While COMDEX was reaching its peak, the Boston native began to transition into the casino industry. In 1988, he purchased the Sands Hotel and Casino for $110 million. He formed Las Vegas Sands Corp. shortly thereafter.
Following the purchase of Sands, Adelson immediately began to expand in Las Vegas. He built the Sands Expo and Convention Center the following year before demolishing the Sands Casino and spending $1.5 billion to build the Venetian in its place. The company’s other Las Vegas Strip property, the Palazzo, was finished at the end of 2007.
In the 2000s, Las Vegas Sands expanded into Pennsylvania and eventually Asia. The company owns several properties in Macau and Singapore. It also had plans to expand into Japan but bailed on them in May 2020.
Over the last few months, as the COVID-19 pandemic continues to hurt the Las Vegas gambling industry, it was revealed that the company was looking into selling its Las Vegas casinos. With Adelson’s death, those plans might be up in the air. It was also reported that Adelson was pushing for the legalization of brick-and-mortar casinos in Texas, as gambling has exploded there with legalized card rooms.
While Adelson made a fortune becoming a casino magnate, he was well-known in the poker world for being vehemently against all forms of online gambling.

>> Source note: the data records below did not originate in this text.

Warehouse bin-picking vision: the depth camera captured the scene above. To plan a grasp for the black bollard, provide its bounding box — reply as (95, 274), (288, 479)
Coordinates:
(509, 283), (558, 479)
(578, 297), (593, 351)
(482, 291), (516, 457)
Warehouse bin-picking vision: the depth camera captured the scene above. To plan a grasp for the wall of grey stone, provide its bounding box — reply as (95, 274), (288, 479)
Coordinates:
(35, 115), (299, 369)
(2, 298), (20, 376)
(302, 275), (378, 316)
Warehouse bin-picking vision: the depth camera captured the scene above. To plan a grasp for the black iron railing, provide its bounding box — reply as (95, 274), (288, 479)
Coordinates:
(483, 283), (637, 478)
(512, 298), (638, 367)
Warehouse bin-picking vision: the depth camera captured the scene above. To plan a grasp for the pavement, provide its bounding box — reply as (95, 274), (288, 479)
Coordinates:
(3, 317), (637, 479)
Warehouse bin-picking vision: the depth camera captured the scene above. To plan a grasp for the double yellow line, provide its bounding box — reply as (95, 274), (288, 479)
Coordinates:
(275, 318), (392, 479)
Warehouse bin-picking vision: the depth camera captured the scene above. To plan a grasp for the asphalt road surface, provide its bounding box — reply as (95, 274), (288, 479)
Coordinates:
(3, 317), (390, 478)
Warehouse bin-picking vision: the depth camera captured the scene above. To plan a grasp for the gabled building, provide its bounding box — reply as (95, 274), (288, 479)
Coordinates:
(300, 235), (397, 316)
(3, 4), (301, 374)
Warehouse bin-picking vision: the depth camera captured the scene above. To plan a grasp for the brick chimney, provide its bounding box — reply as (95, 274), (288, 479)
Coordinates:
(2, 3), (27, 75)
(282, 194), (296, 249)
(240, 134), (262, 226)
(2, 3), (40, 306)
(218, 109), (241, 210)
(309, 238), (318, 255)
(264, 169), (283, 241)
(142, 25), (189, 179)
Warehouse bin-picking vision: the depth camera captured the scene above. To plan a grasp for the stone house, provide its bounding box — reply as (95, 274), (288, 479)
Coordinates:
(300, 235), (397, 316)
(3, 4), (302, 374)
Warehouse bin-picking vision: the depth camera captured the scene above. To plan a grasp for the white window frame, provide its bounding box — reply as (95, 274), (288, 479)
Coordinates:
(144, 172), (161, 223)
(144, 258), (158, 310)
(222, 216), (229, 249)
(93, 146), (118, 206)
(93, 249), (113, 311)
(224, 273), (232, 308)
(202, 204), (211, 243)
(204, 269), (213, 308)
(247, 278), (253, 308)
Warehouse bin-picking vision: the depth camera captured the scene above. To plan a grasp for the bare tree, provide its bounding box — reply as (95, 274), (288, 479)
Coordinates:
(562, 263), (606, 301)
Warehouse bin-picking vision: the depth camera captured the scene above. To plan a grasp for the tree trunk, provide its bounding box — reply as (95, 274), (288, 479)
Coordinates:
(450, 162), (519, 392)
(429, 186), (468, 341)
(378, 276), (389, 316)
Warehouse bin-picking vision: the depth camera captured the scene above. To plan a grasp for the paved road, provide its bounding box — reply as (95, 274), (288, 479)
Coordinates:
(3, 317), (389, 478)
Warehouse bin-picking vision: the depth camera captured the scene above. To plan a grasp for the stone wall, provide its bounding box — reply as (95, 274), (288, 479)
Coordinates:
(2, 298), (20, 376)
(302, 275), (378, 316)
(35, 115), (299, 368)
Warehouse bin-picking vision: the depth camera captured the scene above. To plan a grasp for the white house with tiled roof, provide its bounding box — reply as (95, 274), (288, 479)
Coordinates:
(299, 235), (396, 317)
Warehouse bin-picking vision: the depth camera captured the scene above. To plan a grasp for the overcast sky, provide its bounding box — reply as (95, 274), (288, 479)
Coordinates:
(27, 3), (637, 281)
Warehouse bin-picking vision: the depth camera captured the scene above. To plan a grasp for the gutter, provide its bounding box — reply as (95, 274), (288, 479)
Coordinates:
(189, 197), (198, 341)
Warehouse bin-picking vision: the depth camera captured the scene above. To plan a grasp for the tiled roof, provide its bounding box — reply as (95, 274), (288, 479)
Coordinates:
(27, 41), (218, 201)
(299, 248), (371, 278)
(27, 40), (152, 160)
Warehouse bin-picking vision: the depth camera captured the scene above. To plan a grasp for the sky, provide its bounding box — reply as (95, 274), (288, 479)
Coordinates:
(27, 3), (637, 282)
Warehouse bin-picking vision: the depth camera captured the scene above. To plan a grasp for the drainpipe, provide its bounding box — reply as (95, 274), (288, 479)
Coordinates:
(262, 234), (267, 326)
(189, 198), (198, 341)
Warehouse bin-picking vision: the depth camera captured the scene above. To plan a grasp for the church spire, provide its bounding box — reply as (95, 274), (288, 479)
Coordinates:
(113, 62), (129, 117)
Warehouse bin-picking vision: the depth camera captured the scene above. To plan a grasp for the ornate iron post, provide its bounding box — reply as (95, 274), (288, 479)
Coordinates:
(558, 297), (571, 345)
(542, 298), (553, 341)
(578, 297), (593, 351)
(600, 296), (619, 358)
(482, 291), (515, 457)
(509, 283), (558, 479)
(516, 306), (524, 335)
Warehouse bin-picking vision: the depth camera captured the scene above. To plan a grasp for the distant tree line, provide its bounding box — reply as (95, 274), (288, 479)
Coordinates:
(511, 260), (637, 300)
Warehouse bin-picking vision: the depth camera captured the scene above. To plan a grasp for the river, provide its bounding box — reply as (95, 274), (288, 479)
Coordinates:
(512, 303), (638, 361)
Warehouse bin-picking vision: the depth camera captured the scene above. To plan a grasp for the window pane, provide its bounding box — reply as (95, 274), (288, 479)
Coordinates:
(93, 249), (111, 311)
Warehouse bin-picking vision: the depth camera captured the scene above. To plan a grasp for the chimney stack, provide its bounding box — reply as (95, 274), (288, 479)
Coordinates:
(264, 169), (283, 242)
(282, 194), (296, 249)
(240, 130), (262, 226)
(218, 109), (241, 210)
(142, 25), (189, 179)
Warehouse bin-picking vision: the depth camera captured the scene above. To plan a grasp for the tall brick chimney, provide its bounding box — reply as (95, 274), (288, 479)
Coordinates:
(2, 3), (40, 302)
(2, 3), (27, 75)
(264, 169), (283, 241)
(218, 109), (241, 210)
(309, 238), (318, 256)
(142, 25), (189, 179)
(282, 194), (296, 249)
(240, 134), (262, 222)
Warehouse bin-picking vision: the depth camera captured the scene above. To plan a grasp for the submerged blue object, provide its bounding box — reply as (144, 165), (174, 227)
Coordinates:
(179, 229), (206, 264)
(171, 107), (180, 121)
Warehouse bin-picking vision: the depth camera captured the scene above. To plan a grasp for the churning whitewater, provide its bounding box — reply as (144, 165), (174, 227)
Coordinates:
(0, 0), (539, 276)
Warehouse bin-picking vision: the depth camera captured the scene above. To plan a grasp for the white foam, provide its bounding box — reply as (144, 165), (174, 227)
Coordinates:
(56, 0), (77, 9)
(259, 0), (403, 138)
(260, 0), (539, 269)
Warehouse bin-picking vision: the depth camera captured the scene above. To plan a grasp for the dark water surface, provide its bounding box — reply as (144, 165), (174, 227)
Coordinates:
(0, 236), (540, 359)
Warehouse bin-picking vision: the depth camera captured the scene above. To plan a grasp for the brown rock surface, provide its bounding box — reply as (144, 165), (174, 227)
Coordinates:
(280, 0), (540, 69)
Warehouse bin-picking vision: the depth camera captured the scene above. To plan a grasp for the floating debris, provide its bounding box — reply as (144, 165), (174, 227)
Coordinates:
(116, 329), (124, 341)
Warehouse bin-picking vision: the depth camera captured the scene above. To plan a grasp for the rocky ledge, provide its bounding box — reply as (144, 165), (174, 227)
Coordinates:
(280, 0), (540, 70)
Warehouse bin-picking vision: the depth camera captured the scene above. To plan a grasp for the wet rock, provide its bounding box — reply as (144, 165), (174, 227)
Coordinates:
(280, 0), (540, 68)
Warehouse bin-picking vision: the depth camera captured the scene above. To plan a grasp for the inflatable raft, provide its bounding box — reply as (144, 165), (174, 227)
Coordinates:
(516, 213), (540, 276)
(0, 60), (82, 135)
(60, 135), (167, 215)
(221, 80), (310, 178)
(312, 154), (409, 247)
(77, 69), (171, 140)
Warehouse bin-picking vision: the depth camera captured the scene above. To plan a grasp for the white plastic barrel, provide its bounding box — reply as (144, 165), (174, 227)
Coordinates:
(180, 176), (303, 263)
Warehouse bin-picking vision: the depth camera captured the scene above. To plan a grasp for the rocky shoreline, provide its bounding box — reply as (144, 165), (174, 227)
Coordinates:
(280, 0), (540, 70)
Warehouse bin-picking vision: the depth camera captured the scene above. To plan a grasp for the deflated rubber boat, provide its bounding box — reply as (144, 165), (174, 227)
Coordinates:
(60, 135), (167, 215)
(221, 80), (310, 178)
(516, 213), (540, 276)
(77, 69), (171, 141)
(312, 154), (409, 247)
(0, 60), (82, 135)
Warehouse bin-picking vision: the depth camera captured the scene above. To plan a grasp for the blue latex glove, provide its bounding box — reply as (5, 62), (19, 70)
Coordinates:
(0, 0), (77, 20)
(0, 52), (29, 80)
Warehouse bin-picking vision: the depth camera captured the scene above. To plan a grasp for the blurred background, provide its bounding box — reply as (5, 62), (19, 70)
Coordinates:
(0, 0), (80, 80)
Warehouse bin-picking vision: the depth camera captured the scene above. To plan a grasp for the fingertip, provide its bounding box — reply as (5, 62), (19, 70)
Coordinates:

In 2011, several months after the U.S. government cracked down on online poker operators still doing business within its borders, Adelson made his anti-online gambling views public, citing moral concerns and a belief that the technology wasn’t available to stop underage gaming.
Despite many of his peers believing that online gambling should be legal and regulated, Adelson took the opposite opinion and called it a “toxin” and said that he was “willing to spend whatever it takes” to keep online poker out of the U.S.
He was a large donor to Republican candidates who supported the prohibition. Adelson contributed a total of $480 million to the party over the last decade, including a record $172.7 million in 2020 alone.
In January 2014, Adelson formed The Coalition to Stop Online Gambling. About a year after the formation, the lobbying group publicly supported the Restore America’s Wire Act, which would alter the DOJ’s 2011 interpretation of the Wire Act, which stated that the law only applied to sports betting.
RAWA would make it illegal for all forms of gambling to take place across state lines, effectively outlawing all forms of interstate online poker. While the bill never picked up any significant steam, Adelson eventually got his way at the start of 2019 when the DOJ reconsidered the 2011 opinion and sided with Adelson.
The 2019 opinion is now in the middle of what is likely a lengthy legal battle after the New Hampshire Lottery filed suit. Along with online gambling, a strict interpretation of the Wire Act could shut down lotteries like Powerball, which operate across state lines to pool liquidity.